Dernière minute : l’Académie Nobel vient de s’apercevoir que sa banque a fait faillite et que ses caisses sont vides. Elle s’est donc tournée vers le politique pour assurer la relance.
Le politique ne s’est pas dérobé et nous avons le grand plaisir d’annoncer à l’heureux auteur qu’il recevra, à la place de son chèque, le dernier disque de Carla, cadeau personnel du Président, et un bulletin de vote pour le 20 novembre, adressé gracieusement par le PS.
Maintenant, parlons un peu du livre :
D’abord voici la page 4 de la Couverture :
On oppose souvent «laïcité française » et « multiculturalisme anglo-saxon ». Or le Québec, nation francophone en Amérique du Nord, est en train de construire une laïcité interculturelle, capable d’édifier un vivre-ensemble laïque tenant compte du caractère pluriculturel de nos sociétés démocratiques modernes.

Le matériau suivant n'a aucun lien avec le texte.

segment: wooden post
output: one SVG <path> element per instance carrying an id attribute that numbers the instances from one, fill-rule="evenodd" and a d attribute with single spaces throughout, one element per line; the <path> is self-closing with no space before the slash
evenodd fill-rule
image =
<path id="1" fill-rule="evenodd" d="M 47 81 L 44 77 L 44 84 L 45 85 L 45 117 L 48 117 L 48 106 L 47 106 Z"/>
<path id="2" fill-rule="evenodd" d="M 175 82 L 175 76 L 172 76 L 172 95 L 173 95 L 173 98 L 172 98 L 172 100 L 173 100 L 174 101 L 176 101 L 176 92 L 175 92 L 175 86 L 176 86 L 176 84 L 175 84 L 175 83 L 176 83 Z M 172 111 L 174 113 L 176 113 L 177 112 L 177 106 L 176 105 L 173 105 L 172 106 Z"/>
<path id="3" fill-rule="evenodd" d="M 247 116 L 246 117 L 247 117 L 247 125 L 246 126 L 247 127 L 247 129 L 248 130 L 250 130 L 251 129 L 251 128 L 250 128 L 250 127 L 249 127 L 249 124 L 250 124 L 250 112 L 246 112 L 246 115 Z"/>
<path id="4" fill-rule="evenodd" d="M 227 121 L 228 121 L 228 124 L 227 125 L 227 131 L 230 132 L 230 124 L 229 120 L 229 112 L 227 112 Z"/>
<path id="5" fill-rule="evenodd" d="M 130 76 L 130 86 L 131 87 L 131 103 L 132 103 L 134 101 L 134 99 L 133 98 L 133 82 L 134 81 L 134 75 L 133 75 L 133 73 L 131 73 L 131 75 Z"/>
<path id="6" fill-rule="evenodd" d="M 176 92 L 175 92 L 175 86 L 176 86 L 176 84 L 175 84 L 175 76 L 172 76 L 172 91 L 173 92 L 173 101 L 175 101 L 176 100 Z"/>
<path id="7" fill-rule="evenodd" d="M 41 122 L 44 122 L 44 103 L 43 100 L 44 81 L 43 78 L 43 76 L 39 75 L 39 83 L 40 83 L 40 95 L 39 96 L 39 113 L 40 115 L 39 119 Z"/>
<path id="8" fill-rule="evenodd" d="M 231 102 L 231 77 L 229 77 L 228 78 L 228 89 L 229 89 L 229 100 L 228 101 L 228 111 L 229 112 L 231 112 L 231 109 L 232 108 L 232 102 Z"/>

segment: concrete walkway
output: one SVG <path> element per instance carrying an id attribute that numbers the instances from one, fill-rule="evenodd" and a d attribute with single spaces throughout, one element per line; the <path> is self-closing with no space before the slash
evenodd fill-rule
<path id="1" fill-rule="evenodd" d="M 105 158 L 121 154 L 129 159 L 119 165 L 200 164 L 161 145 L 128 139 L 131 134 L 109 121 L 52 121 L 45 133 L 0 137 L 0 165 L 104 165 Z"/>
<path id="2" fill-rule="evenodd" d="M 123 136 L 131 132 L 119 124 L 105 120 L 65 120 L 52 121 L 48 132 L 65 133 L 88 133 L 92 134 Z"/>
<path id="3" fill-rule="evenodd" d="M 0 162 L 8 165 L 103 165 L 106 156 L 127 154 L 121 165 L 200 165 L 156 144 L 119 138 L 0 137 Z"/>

Sa construction ne s’effectue pas sans tensions ni tâtonnements. De 2006 à 2008, de vifs débats et des « affaires » ont porté sur l’égalité des sexes, le rapport à l’identité et à la « communauté politique », le rôle des médias, la forme que doivent prendre l’interculturalisme et la laïcité.
La passionnante enquête sociologique de Jean Baubérot nous retrace, avec rigueur toujours et humour parfois, les diverses positions en présence et le déroulement de cette crise. Sa conclusion, effectuée par une Commission présidée par l’historien Gérard Bouchard et le philosophe Charles Taylor, montre que la « Belle Province » nous trace des voies d’avenir.

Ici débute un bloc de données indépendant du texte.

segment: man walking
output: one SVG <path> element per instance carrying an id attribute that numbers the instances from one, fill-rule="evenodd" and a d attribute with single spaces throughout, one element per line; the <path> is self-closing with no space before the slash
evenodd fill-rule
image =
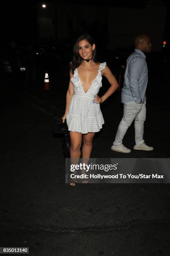
<path id="1" fill-rule="evenodd" d="M 151 50 L 150 38 L 147 35 L 140 35 L 135 40 L 135 51 L 128 58 L 124 75 L 121 102 L 124 103 L 123 116 L 119 124 L 115 140 L 111 149 L 128 153 L 130 149 L 122 143 L 127 131 L 135 119 L 135 141 L 134 149 L 153 150 L 143 139 L 144 125 L 146 119 L 145 91 L 148 84 L 148 67 L 145 52 Z"/>

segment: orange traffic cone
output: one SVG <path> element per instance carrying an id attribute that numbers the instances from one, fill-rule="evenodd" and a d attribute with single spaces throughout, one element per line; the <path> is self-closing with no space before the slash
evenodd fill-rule
<path id="1" fill-rule="evenodd" d="M 45 79 L 44 79 L 44 90 L 49 91 L 51 90 L 50 85 L 49 79 L 47 71 L 45 72 Z"/>

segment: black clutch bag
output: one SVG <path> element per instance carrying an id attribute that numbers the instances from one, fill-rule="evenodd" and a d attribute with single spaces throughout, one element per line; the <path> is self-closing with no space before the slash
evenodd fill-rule
<path id="1" fill-rule="evenodd" d="M 55 134 L 67 133 L 68 133 L 68 126 L 65 121 L 62 123 L 61 118 L 55 120 L 53 123 L 52 132 Z"/>

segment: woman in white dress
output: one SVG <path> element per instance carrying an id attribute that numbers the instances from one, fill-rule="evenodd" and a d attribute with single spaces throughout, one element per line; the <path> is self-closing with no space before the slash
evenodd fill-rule
<path id="1" fill-rule="evenodd" d="M 95 45 L 89 35 L 82 35 L 73 47 L 70 64 L 70 82 L 66 95 L 65 113 L 62 122 L 66 119 L 71 139 L 72 163 L 78 164 L 80 157 L 82 142 L 82 158 L 88 161 L 92 149 L 95 133 L 104 123 L 100 104 L 104 102 L 118 88 L 118 82 L 106 65 L 95 60 Z M 108 79 L 110 87 L 101 97 L 98 94 L 102 86 L 102 76 Z M 83 135 L 83 136 L 82 135 Z M 86 183 L 86 181 L 84 183 Z M 70 184 L 75 186 L 76 181 Z"/>

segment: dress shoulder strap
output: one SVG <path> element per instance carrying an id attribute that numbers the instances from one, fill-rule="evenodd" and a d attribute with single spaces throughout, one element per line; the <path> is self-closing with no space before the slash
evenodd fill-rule
<path id="1" fill-rule="evenodd" d="M 102 70 L 105 69 L 105 67 L 106 66 L 107 63 L 106 62 L 103 62 L 102 63 L 100 63 L 100 70 Z"/>

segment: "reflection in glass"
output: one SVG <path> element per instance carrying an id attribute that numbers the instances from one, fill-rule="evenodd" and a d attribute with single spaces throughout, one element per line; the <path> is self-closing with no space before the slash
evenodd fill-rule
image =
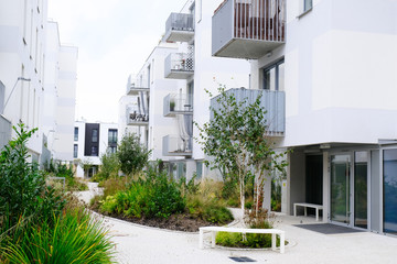
<path id="1" fill-rule="evenodd" d="M 368 153 L 356 152 L 354 160 L 354 226 L 366 229 Z"/>
<path id="2" fill-rule="evenodd" d="M 350 223 L 350 155 L 331 157 L 331 220 Z"/>
<path id="3" fill-rule="evenodd" d="M 397 150 L 384 151 L 384 232 L 397 233 Z"/>

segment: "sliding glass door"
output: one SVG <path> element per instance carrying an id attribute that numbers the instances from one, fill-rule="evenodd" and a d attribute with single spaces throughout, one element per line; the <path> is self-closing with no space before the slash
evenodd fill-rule
<path id="1" fill-rule="evenodd" d="M 331 220 L 350 224 L 351 155 L 331 156 Z"/>
<path id="2" fill-rule="evenodd" d="M 368 228 L 368 152 L 354 154 L 354 227 Z"/>

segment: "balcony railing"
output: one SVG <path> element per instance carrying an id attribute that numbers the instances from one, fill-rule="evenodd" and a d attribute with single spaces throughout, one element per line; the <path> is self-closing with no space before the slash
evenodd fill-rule
<path id="1" fill-rule="evenodd" d="M 214 56 L 259 58 L 285 43 L 285 1 L 226 0 L 212 23 Z"/>
<path id="2" fill-rule="evenodd" d="M 164 156 L 191 156 L 192 138 L 182 139 L 178 135 L 165 135 L 163 138 Z"/>
<path id="3" fill-rule="evenodd" d="M 193 114 L 193 98 L 181 94 L 170 94 L 163 100 L 163 116 Z"/>
<path id="4" fill-rule="evenodd" d="M 127 107 L 127 125 L 148 125 L 149 114 L 144 114 L 137 106 Z"/>
<path id="5" fill-rule="evenodd" d="M 260 107 L 266 111 L 267 134 L 271 136 L 283 136 L 286 132 L 286 94 L 283 91 L 236 88 L 229 89 L 226 92 L 233 94 L 237 102 L 246 99 L 248 103 L 254 103 L 261 94 Z M 211 99 L 211 107 L 212 109 L 221 108 L 216 101 L 216 97 Z"/>
<path id="6" fill-rule="evenodd" d="M 149 91 L 149 82 L 146 79 L 128 79 L 127 95 L 137 96 L 140 91 Z"/>
<path id="7" fill-rule="evenodd" d="M 171 13 L 165 23 L 165 40 L 169 42 L 189 42 L 193 36 L 193 14 Z"/>
<path id="8" fill-rule="evenodd" d="M 194 74 L 192 53 L 171 53 L 164 61 L 164 77 L 171 79 L 186 79 Z"/>
<path id="9" fill-rule="evenodd" d="M 0 150 L 11 140 L 11 122 L 0 114 Z"/>

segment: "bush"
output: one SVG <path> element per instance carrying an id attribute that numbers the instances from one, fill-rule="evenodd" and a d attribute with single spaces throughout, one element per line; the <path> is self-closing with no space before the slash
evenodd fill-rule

Commentaire de cette page 4 de couverture:
Plus qu’une enquête stricto sensu (je ne vivais pas au Québec, j’étais à 5000 km de ma base ; j’y suis allé à 7 reprises, dont 3 fois également dans d’autres provinces canadiennes et j’ai pu effectuer des comparaisons), il s’agit d’un reportage sociologique.
J’ai interrogé une bonne centaine de personne (entretiens formels ou conversations spontanées), à peu près moitié - moitié entre Québécois « pur laine » (selon l’expression consacrée) et migrants de diverses origines dont des entretiens avec une vingtaines de femmes musulmanes, car elles ont été beaucoup sur la sellette. Et j’ai suivi de prés différents événements.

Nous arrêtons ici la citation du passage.